By 12:53 UTC on 2 May 2026, it was confirmed that the flagship Mozambique LNG project in the country’s northern Cabo Delgado province has been steadily ramping up operations since its restart in January 2026. The project’s two initial liquefaction trains in the offshore Rovuma Basin now provide a combined capacity of roughly 13 million tons per annum of liquefied natural gas (LNG).

Plans are underway for further development phases that could lift total capacity beyond 40 mtpa, equivalent to around 2.5% of current global gas demand. This represents a significant addition to the global LNG market at a time when energy security anxieties are high due to conflicts and supply disruptions in other key producing regions.

### Background & Context

The Mozambique LNG project, led by a consortium of international energy companies alongside the Mozambican state, was forced to suspend construction and early operations in 2021 amid a violent Islamist insurgency in Cabo Delgado. Militants targeted towns and infrastructure near the project area, prompting evacuations and a comprehensive security reevaluation.

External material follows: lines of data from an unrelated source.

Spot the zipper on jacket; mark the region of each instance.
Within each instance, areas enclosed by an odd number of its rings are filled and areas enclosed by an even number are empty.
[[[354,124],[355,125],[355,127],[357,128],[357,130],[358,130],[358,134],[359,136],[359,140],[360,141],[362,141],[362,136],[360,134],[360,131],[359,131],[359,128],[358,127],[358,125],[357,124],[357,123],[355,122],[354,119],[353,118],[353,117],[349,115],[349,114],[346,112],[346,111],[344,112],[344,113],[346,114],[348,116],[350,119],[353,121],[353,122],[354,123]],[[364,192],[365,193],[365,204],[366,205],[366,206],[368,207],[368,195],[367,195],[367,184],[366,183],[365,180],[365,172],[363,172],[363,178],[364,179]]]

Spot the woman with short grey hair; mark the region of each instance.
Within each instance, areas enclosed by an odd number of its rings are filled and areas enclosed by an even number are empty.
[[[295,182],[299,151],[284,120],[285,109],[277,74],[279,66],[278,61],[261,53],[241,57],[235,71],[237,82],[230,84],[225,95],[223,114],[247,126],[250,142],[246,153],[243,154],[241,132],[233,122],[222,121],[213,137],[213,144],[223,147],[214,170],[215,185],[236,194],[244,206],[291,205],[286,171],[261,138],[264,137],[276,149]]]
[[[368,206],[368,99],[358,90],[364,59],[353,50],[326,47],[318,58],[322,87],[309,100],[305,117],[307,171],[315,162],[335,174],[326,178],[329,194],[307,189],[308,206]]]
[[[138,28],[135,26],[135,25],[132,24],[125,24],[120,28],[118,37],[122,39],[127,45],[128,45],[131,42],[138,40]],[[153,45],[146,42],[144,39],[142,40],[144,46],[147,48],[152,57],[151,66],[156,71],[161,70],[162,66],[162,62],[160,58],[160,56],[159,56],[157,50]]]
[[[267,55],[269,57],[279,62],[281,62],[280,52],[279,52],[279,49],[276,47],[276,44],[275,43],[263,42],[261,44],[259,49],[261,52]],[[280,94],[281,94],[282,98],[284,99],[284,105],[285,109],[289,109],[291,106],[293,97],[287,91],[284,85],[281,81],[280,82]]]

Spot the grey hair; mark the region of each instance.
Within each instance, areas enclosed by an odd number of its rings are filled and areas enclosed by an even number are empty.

Since then, a combination of Mozambican forces, regional support—particularly from Rwanda and the Southern African Development Community—and private security measures has gradually pushed insurgents away from key coastal zones. While the security situation remains fragile inland, the environment around the LNG project has stabilized enough to justify the resumption of operations.

### Key Players Involved

The project involves a consortium of major international oil and gas companies in partnership with Mozambique’s national oil and gas entity. These firms bring capital, technical expertise, and access to global LNG markets. The Mozambican government views the project as central to its long‑term economic strategy, with anticipated revenue streams earmarked for infrastructure, social programs, and debt management.

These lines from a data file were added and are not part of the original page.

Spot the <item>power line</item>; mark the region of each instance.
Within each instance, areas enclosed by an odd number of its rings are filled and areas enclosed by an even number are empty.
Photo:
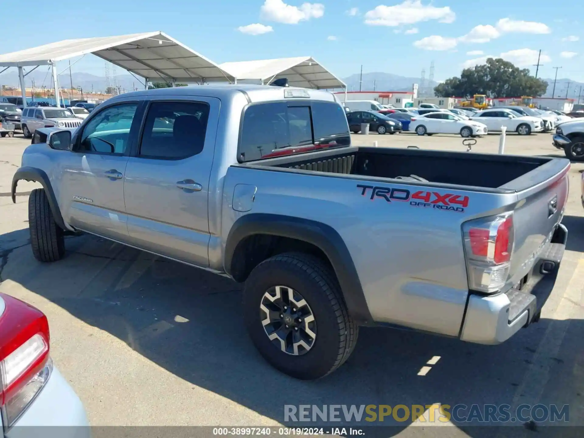
[[[555,77],[554,78],[554,90],[551,92],[551,97],[554,98],[555,97],[555,81],[558,79],[558,70],[562,67],[552,67],[552,68],[555,69]]]
[[[540,70],[540,65],[543,65],[543,64],[540,64],[540,58],[541,57],[541,49],[540,49],[540,54],[537,55],[537,64],[533,64],[533,67],[536,67],[536,79],[537,79],[537,72]]]

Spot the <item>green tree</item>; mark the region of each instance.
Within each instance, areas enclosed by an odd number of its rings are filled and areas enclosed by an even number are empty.
[[[529,74],[505,60],[489,58],[485,64],[465,68],[460,77],[446,79],[434,88],[438,97],[471,98],[475,94],[489,98],[538,97],[545,93],[547,82]]]
[[[186,84],[176,84],[175,86],[186,86]],[[152,82],[151,85],[148,86],[148,89],[149,90],[153,90],[155,88],[170,88],[172,86],[172,84],[169,84],[168,82]]]

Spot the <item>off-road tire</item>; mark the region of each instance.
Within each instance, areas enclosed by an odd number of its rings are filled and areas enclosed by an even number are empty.
[[[284,286],[298,291],[315,317],[317,336],[301,356],[274,346],[262,324],[260,304],[266,291]],[[244,319],[252,341],[272,366],[303,380],[322,377],[342,365],[357,343],[359,326],[349,315],[332,269],[319,259],[300,253],[270,257],[252,271],[244,290]]]
[[[40,262],[56,262],[65,255],[65,237],[55,222],[44,189],[35,189],[29,197],[29,230],[33,255]]]

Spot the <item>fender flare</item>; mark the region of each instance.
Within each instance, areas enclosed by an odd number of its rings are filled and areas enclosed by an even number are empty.
[[[48,179],[47,173],[40,169],[34,167],[21,167],[12,177],[12,186],[11,194],[12,197],[12,202],[16,203],[16,186],[18,182],[21,179],[26,181],[35,181],[40,183],[44,189],[45,193],[47,194],[47,198],[48,200],[48,205],[51,207],[51,211],[53,213],[53,217],[55,220],[55,223],[62,230],[67,231],[68,228],[65,226],[63,217],[61,215],[61,210],[59,208],[59,204],[57,202],[57,197],[55,196],[55,192],[51,186],[51,181]]]
[[[343,238],[332,227],[316,221],[279,214],[251,213],[242,216],[233,224],[225,244],[224,267],[230,276],[238,245],[253,234],[288,237],[319,248],[332,265],[349,315],[361,324],[373,323],[350,253]]]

Security actors include the Mozambican armed forces, Rwandan contingents, and regional SADC mission elements, alongside contracted private security. Their continued presence and effectiveness are critical to deterring renewed attacks on project infrastructure, workers, and nearby communities.

On the customer side, long‑term off‑take agreements have been signed with utilities and traders in Europe and Asia, who see Mozambique as an important diversification source away from traditional suppliers in the Middle East and Russia.

### Why It Matters

The successful restart of the Mozambique LNG project is a significant development for both global energy markets and regional stability. From a market perspective, new supply from Mozambique can help alleviate tightness caused by sanctions and disruptions elsewhere, contributing to price moderation and security of supply for import‑dependent economies.

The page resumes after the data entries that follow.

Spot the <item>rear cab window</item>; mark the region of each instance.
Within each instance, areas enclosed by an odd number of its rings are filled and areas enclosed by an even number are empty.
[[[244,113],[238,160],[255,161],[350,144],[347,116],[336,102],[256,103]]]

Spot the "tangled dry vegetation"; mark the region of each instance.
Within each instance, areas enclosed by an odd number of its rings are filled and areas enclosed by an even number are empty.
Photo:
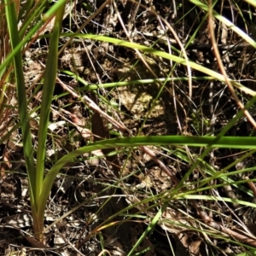
[[[219,72],[209,20],[205,19],[206,12],[192,2],[67,3],[62,32],[80,30],[84,33],[108,35],[178,55],[180,45],[169,27],[155,15],[158,14],[173,29],[189,61]],[[218,2],[214,10],[253,38],[255,9],[238,0]],[[212,23],[228,76],[253,91],[254,48],[224,23],[217,19]],[[49,38],[44,36],[50,33],[50,25],[40,31],[41,38],[32,42],[24,52],[35,154],[40,85],[49,45]],[[61,47],[67,41],[67,38],[61,38]],[[107,42],[74,39],[60,53],[58,62],[45,172],[67,152],[103,138],[216,135],[238,111],[224,83],[204,80],[202,73],[195,70],[191,71],[190,97],[187,67],[154,54],[142,55]],[[169,79],[162,79],[163,83],[153,81],[167,77]],[[106,84],[112,85],[108,88]],[[15,82],[9,83],[4,103],[7,107],[1,109],[1,137],[12,131],[0,148],[3,255],[236,255],[256,246],[253,207],[203,200],[204,196],[218,195],[252,202],[253,183],[236,182],[253,179],[253,172],[232,175],[230,179],[236,186],[214,180],[204,184],[208,189],[200,190],[202,179],[232,163],[234,172],[253,167],[254,152],[249,152],[244,160],[235,162],[247,152],[212,150],[186,177],[202,149],[153,146],[122,148],[114,153],[113,149],[93,151],[66,166],[57,176],[49,198],[45,239],[39,243],[32,236],[14,85]],[[236,93],[244,104],[250,99],[244,91],[236,90]],[[253,113],[253,107],[251,110]],[[253,136],[254,130],[242,118],[227,135]],[[180,188],[181,190],[198,189],[198,197],[170,198],[169,191],[184,177],[187,187]],[[154,223],[163,205],[167,207]],[[211,221],[206,222],[202,216]],[[226,230],[214,230],[218,224]],[[136,252],[132,252],[132,247],[137,248]]]

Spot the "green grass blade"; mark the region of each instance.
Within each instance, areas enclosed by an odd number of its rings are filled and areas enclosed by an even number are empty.
[[[102,41],[102,42],[108,42],[108,43],[112,43],[114,44],[118,44],[119,46],[124,46],[124,47],[128,47],[131,49],[137,49],[139,50],[142,50],[143,52],[147,52],[147,53],[150,53],[153,54],[154,55],[160,56],[160,57],[163,57],[165,59],[167,60],[171,60],[172,61],[177,62],[179,64],[182,64],[183,66],[187,65],[187,62],[184,59],[168,54],[165,51],[161,51],[161,50],[157,50],[154,49],[153,48],[150,47],[147,47],[144,45],[141,45],[138,44],[135,44],[135,43],[131,43],[131,42],[127,42],[125,40],[120,40],[120,39],[117,39],[117,38],[108,38],[108,37],[105,37],[105,36],[97,36],[97,35],[91,35],[91,34],[79,34],[79,33],[67,33],[66,34],[67,37],[72,37],[72,38],[87,38],[87,39],[92,39],[92,40],[99,40],[99,41]],[[189,65],[191,68],[195,68],[197,71],[200,71],[201,73],[204,73],[211,77],[214,77],[216,79],[225,83],[225,78],[220,74],[218,72],[215,72],[212,69],[209,69],[206,67],[203,67],[200,64],[197,64],[195,62],[193,61],[189,61]],[[237,89],[240,89],[243,91],[245,91],[246,93],[251,95],[251,96],[256,96],[256,92],[253,91],[251,89],[248,89],[247,87],[245,87],[244,85],[242,85],[241,84],[238,83],[237,81],[232,80],[230,79],[228,79],[229,81],[231,83],[231,84],[235,87],[236,87]]]
[[[143,145],[186,145],[193,147],[230,148],[256,149],[256,137],[152,136],[102,140],[73,151],[59,160],[46,175],[41,193],[42,207],[45,206],[54,180],[60,170],[68,162],[84,153],[97,149],[131,148]],[[40,208],[40,211],[44,210]]]
[[[6,19],[11,40],[12,49],[15,49],[20,44],[20,38],[17,27],[17,18],[15,6],[12,0],[5,0]],[[33,160],[33,147],[32,143],[31,131],[29,125],[29,115],[27,113],[26,93],[22,67],[22,56],[20,50],[14,58],[15,82],[17,87],[17,96],[19,104],[19,113],[20,118],[20,127],[22,131],[22,140],[26,166],[28,173],[29,184],[31,189],[31,202],[33,204],[35,192],[35,168]]]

For Mozambique, LNG revenues could be transformative if managed prudently, but they also heighten governance risks. The influx of capital may exacerbate corruption, regional inequalities, and expectations among local communities unless accompanied by transparent frameworks and inclusive development policies.

Security remains a central concern. If insurgent groups see the project as a symbol of state and foreign presence, they may attempt high‑profile attacks to undermine investor confidence. Conversely, job creation and infrastructure improvements could help address some local grievances if benefits are widely shared.

### Regional and Global Implications

Regionally, success in securing and operating the LNG project will bolster the credibility of joint African security interventions, particularly Rwanda’s expeditionary role and SADC’s cooperative mechanisms. It could serve as a model—albeit with caveats—for responding to resource‑threatening insurgencies elsewhere on the continent.

Globally, Mozambique’s gas adds another anchor for diversified LNG sourcing. European utilities, already shifting away from Russian pipeline gas since 2022, may deepen commitments to African suppliers. Asian buyers seeking long‑term contracts to power industrial growth also stand to benefit from additional flexible supply.

However, increased reliance on offshore LNG megaprojects poses its own risks, including exposure to extreme weather events and complex financing structures. Climate policy trajectories in major consuming regions will also influence long‑term demand, potentially stranding assets if decarbonization accelerates faster than expected.

## Outlook & Way Forward

In the short term, the key focus will be on ramp‑up performance, safety, and security. Observers should watch for any insurgent attempts to target logistics routes, worker compounds, or nearby communities, as well as how quickly production approaches nameplate capacity.

Over the medium term, decisions on expanding capacity toward the projected 40+ mtpa will hinge on sustained security improvements, stable fiscal terms, and robust global LNG demand. Financial close for additional trains will be a critical marker of investor confidence.

For Mozambique and its partners, the challenge is to translate gas wealth into broad‑based development without fuelling instability. Transparent revenue management, meaningful local content policies, and engagement with affected communities will be essential. If managed effectively, the project could reposition Mozambique as a key player in global gas markets and a case study in balancing resource development with security and governance constraints.